Kassabova travels around in an old Renault, uncovering surprising stories, sensitive to the many ironies in “the last outpost of Europe.” Back in the Cold War years, “the Turks were nervous about the Soviets and the Greeks, the Greeks were nervous about the Soviets and the Turks, and the Bulgarians were nervous about everyone,” she writes. “[It was] a military buffer zone for half a century ... the point where one ideology stopped and another began.”
The border was deadly. But it had a deceptively friendly reputation for being much easier to cross than the Berlin Wall. Thousands of fugitives headed to it from across Eastern Europe to escape from Bulgaria to Greece and Turkey. The topography of the border was falsified on GDR-made maps to confuse people, and hundreds were shot there over the course of the Cold War. Hundreds of others escaped.
In one haunting chapter, Kassabova writes about a forested area between Greece and Bulgaria full of trees bearing initials carved by people trying to flee. “When you tuned in, you could almost hear them whispering,” she writes. “The most heavily carved decades were the 1940s, the decade of war and starvation for Greece, and the 1990s, the decade of paupery and starvation for Bulgaria. In between were the deadly 1950s, 1960s, 1970s, and 1980s of the Iron Curtain.” Such was a system “where the real enemy was not abroad, but inward.”
Of course, the region remains a crossroads today. It is a gateway for refugees heading in the other direction from Syria and Iraq, and there is now a huge “security wall” on the Bulgaria-Turkey border. “The corridors used in the Cold War remain the same. Only the direction of travel has changed,” writes Kassabova.
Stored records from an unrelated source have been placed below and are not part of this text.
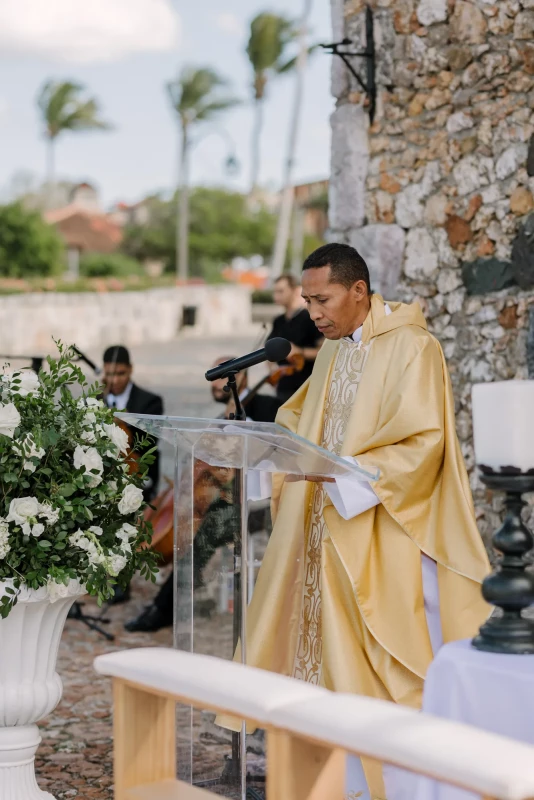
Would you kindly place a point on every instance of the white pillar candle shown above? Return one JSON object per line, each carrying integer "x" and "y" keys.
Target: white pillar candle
{"x": 503, "y": 424}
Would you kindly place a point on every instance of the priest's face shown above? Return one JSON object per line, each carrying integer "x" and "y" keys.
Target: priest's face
{"x": 336, "y": 310}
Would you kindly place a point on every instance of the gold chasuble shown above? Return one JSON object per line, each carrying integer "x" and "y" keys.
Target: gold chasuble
{"x": 340, "y": 602}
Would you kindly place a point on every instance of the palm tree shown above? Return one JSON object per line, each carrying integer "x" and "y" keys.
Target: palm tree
{"x": 270, "y": 36}
{"x": 65, "y": 109}
{"x": 196, "y": 97}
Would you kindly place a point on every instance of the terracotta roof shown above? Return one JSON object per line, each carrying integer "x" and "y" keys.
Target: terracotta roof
{"x": 93, "y": 233}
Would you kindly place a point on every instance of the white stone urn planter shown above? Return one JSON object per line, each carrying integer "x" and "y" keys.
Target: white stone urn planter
{"x": 30, "y": 687}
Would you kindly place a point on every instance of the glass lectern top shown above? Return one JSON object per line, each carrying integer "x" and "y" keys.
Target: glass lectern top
{"x": 255, "y": 445}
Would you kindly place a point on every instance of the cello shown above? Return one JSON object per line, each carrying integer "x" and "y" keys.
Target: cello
{"x": 208, "y": 481}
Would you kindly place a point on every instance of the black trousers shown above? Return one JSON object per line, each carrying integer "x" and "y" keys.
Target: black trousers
{"x": 221, "y": 524}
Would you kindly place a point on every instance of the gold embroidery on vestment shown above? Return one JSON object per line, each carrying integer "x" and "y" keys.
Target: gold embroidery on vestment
{"x": 341, "y": 395}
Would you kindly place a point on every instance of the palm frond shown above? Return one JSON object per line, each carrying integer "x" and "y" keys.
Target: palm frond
{"x": 195, "y": 94}
{"x": 63, "y": 108}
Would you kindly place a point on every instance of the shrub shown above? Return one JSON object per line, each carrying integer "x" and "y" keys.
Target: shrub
{"x": 29, "y": 247}
{"x": 109, "y": 265}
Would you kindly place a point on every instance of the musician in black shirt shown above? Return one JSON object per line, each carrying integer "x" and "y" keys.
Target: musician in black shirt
{"x": 296, "y": 326}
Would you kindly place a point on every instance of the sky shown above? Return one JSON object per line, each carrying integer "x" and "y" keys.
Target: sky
{"x": 124, "y": 51}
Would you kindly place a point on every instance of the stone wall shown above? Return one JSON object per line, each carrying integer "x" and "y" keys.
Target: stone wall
{"x": 440, "y": 193}
{"x": 29, "y": 321}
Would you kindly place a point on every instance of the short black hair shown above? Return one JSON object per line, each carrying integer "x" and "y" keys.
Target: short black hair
{"x": 291, "y": 281}
{"x": 346, "y": 264}
{"x": 117, "y": 354}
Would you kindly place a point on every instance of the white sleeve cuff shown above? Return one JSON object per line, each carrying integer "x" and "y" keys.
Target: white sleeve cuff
{"x": 350, "y": 496}
{"x": 259, "y": 485}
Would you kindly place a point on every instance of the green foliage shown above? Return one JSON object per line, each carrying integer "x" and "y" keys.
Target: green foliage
{"x": 221, "y": 228}
{"x": 28, "y": 246}
{"x": 196, "y": 95}
{"x": 102, "y": 265}
{"x": 65, "y": 109}
{"x": 69, "y": 509}
{"x": 262, "y": 296}
{"x": 270, "y": 36}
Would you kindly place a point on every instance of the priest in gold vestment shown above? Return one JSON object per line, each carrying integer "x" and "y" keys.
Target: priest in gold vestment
{"x": 361, "y": 583}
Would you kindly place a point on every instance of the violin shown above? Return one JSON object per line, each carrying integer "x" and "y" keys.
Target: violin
{"x": 207, "y": 482}
{"x": 272, "y": 379}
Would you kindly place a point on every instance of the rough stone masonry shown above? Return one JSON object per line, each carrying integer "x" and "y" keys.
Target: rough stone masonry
{"x": 438, "y": 193}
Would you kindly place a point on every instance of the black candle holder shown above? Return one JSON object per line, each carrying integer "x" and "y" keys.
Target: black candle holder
{"x": 510, "y": 586}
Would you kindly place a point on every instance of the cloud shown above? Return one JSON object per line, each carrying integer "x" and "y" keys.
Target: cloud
{"x": 229, "y": 23}
{"x": 85, "y": 31}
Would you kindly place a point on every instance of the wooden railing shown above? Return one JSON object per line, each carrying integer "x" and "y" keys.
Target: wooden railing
{"x": 309, "y": 731}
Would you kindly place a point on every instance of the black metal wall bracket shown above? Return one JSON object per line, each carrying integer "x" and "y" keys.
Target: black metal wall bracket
{"x": 369, "y": 85}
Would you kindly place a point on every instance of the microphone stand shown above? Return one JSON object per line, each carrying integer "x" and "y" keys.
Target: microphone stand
{"x": 239, "y": 413}
{"x": 76, "y": 611}
{"x": 232, "y": 770}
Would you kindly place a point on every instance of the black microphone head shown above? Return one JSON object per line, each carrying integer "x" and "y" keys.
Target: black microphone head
{"x": 277, "y": 349}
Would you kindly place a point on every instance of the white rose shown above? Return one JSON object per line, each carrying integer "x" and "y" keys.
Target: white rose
{"x": 116, "y": 563}
{"x": 89, "y": 458}
{"x": 9, "y": 419}
{"x": 88, "y": 436}
{"x": 51, "y": 515}
{"x": 89, "y": 402}
{"x": 22, "y": 509}
{"x": 76, "y": 537}
{"x": 117, "y": 436}
{"x": 126, "y": 532}
{"x": 56, "y": 591}
{"x": 27, "y": 382}
{"x": 27, "y": 447}
{"x": 131, "y": 499}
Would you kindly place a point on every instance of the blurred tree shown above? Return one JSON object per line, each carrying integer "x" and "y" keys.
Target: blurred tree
{"x": 221, "y": 228}
{"x": 28, "y": 246}
{"x": 109, "y": 265}
{"x": 196, "y": 97}
{"x": 65, "y": 109}
{"x": 270, "y": 36}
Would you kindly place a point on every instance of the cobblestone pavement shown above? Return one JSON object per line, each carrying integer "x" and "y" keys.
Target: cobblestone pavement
{"x": 75, "y": 757}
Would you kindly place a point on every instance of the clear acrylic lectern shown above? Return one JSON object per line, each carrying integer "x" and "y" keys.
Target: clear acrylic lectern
{"x": 217, "y": 461}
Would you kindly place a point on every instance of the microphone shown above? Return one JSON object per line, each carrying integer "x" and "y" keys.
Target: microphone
{"x": 275, "y": 350}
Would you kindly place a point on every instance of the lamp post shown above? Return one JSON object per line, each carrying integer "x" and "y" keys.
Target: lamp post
{"x": 503, "y": 429}
{"x": 182, "y": 220}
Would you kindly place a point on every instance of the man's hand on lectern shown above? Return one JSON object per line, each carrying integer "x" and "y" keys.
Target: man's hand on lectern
{"x": 310, "y": 478}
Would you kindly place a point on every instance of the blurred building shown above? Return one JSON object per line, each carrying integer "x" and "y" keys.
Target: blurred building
{"x": 83, "y": 230}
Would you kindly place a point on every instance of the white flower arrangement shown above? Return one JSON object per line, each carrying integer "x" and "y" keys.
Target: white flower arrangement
{"x": 71, "y": 508}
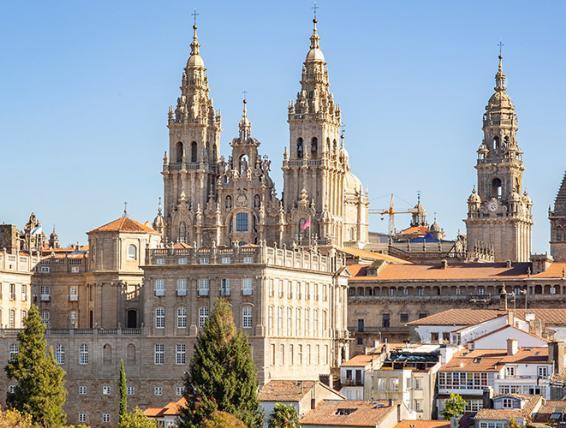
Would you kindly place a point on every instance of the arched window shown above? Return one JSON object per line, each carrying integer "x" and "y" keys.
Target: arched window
{"x": 314, "y": 147}
{"x": 182, "y": 232}
{"x": 300, "y": 148}
{"x": 242, "y": 222}
{"x": 495, "y": 143}
{"x": 131, "y": 352}
{"x": 107, "y": 354}
{"x": 496, "y": 188}
{"x": 132, "y": 252}
{"x": 179, "y": 152}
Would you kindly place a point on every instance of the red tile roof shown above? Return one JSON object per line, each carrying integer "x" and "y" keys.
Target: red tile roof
{"x": 124, "y": 224}
{"x": 348, "y": 413}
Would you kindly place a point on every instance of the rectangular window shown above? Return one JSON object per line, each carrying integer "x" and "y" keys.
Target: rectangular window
{"x": 225, "y": 287}
{"x": 159, "y": 287}
{"x": 242, "y": 222}
{"x": 159, "y": 354}
{"x": 203, "y": 286}
{"x": 180, "y": 353}
{"x": 181, "y": 317}
{"x": 202, "y": 315}
{"x": 159, "y": 317}
{"x": 83, "y": 354}
{"x": 247, "y": 286}
{"x": 182, "y": 286}
{"x": 247, "y": 317}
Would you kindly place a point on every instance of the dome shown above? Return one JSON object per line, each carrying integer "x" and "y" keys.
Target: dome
{"x": 315, "y": 54}
{"x": 474, "y": 198}
{"x": 196, "y": 61}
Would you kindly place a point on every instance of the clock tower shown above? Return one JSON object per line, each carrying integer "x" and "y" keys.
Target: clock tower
{"x": 499, "y": 211}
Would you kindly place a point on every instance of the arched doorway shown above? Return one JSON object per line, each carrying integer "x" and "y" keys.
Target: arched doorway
{"x": 132, "y": 319}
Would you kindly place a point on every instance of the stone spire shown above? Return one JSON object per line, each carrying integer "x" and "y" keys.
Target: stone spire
{"x": 245, "y": 125}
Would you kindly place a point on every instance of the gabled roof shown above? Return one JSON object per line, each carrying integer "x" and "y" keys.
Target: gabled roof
{"x": 125, "y": 225}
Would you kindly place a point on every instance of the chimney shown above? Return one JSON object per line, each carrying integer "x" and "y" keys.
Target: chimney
{"x": 512, "y": 346}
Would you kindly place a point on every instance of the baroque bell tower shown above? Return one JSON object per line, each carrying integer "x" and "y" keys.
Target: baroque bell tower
{"x": 499, "y": 211}
{"x": 319, "y": 189}
{"x": 189, "y": 167}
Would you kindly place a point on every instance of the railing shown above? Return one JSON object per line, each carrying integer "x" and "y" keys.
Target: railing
{"x": 299, "y": 259}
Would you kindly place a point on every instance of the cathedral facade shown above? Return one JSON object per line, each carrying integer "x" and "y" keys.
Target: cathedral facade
{"x": 211, "y": 200}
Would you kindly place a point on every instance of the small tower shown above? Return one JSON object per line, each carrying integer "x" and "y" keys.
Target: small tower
{"x": 499, "y": 213}
{"x": 316, "y": 170}
{"x": 557, "y": 218}
{"x": 194, "y": 143}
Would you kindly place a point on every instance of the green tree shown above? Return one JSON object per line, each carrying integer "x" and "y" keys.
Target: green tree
{"x": 222, "y": 374}
{"x": 40, "y": 390}
{"x": 284, "y": 416}
{"x": 11, "y": 418}
{"x": 123, "y": 392}
{"x": 454, "y": 407}
{"x": 223, "y": 420}
{"x": 136, "y": 419}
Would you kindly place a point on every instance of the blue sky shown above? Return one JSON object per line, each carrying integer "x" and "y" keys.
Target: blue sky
{"x": 85, "y": 87}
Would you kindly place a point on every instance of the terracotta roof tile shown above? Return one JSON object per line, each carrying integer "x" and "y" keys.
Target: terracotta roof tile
{"x": 124, "y": 224}
{"x": 348, "y": 413}
{"x": 452, "y": 271}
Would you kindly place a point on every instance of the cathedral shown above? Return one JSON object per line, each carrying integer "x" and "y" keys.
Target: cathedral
{"x": 211, "y": 200}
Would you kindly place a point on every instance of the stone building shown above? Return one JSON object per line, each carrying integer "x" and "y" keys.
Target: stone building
{"x": 210, "y": 199}
{"x": 499, "y": 212}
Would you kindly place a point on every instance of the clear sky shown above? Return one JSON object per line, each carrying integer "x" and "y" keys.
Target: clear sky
{"x": 85, "y": 87}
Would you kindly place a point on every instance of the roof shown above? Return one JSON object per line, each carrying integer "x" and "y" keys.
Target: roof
{"x": 423, "y": 423}
{"x": 548, "y": 408}
{"x": 372, "y": 255}
{"x": 491, "y": 360}
{"x": 173, "y": 408}
{"x": 124, "y": 225}
{"x": 361, "y": 360}
{"x": 347, "y": 413}
{"x": 459, "y": 317}
{"x": 450, "y": 272}
{"x": 285, "y": 390}
{"x": 464, "y": 317}
{"x": 531, "y": 403}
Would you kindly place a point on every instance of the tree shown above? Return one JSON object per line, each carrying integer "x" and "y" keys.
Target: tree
{"x": 40, "y": 390}
{"x": 136, "y": 419}
{"x": 123, "y": 392}
{"x": 284, "y": 416}
{"x": 454, "y": 407}
{"x": 222, "y": 374}
{"x": 223, "y": 420}
{"x": 11, "y": 418}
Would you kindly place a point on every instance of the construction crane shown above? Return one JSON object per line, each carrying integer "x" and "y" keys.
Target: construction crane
{"x": 391, "y": 212}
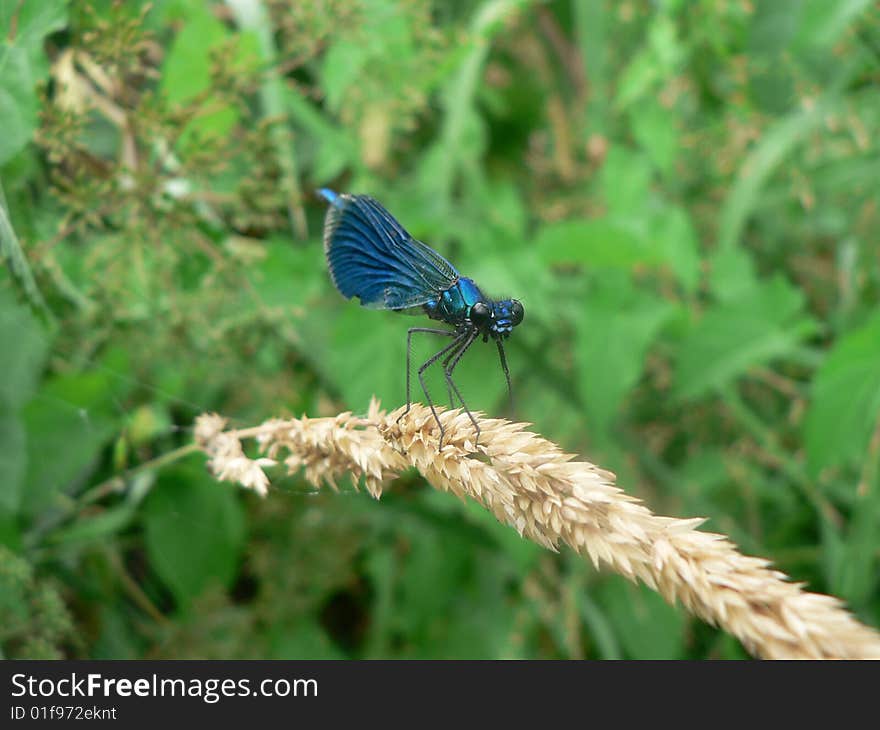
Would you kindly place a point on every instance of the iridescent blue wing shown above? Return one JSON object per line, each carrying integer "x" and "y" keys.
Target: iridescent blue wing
{"x": 372, "y": 257}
Expulsions and exodus have a long heritage in the Balkans. The Balkan Wars of 1912-13 saw the Ottoman Empire lose its last territories in Europe, prompting an exodus of Muslims from their ancestral homes. Muslims were forced out of Bulgaria, Macedonia, Bosnia-Herzegovina, Albania and Serbia, with most ending up in Turkey. Millions of today’s Turkish citizens are their ancestors. A decade later, after the Turkish War of Independence, 1.5 million Greeks headed west, while 400,000 Greek Muslims headed the other way (and Greece simultaneously expelled half a million Bulgarian speakers). Centuries of coexistence were obliterated as hard, blood-soaked borders were thrown up.
The steady unravelling of complex ethnic tapestry has proceeded sporadically to today. Almost 100 years after the Balkan Wars, around 350,000 Turkish-origin Bulgarian citizens were effectively expelled from Bulgaria in summer 1989. This peacetime ethnic purge was based in an “asinine anachronism, invoking the ghost of ‘the Turkish yoke,’” Kassabova writes, “families, futures, and sometimes bodies were broken by their own state.” In a bitter irony, the expulsion took place just months before the Berlin Wall came down and the Cold War was suddenly over, making it “a last cretinous crime of twilight totalitarianism.” Perhaps the largest movement of people in Europe since World War II, it is today barely remembered outside Turkey. Kassabova manages to track down many survivors of this exile, who still have warm memories and maintain human contact with their old life across the border. They are, she writes, the last remaining “odd ragged bits of a once-rich human tapestry.”
A recurring theme in “Border” is that this is a land of deep-rooted ancient rituals. The few decades of communism was just a brief interruption. An “undercurrent of mysticism” remains stubborn. In the Strandja, the mountainous forested region of the Bulgarian-Turkish border, even Christianity is just “a fig leaf for a primal spiritual practice.”
A few decades of Soviet social engineering, Kassabova writes, “had made [people] scared and suspicious, but the land’s mysteries were still there. They spoke to those who could tune in.” She certainly can, and it makes for a splendid book.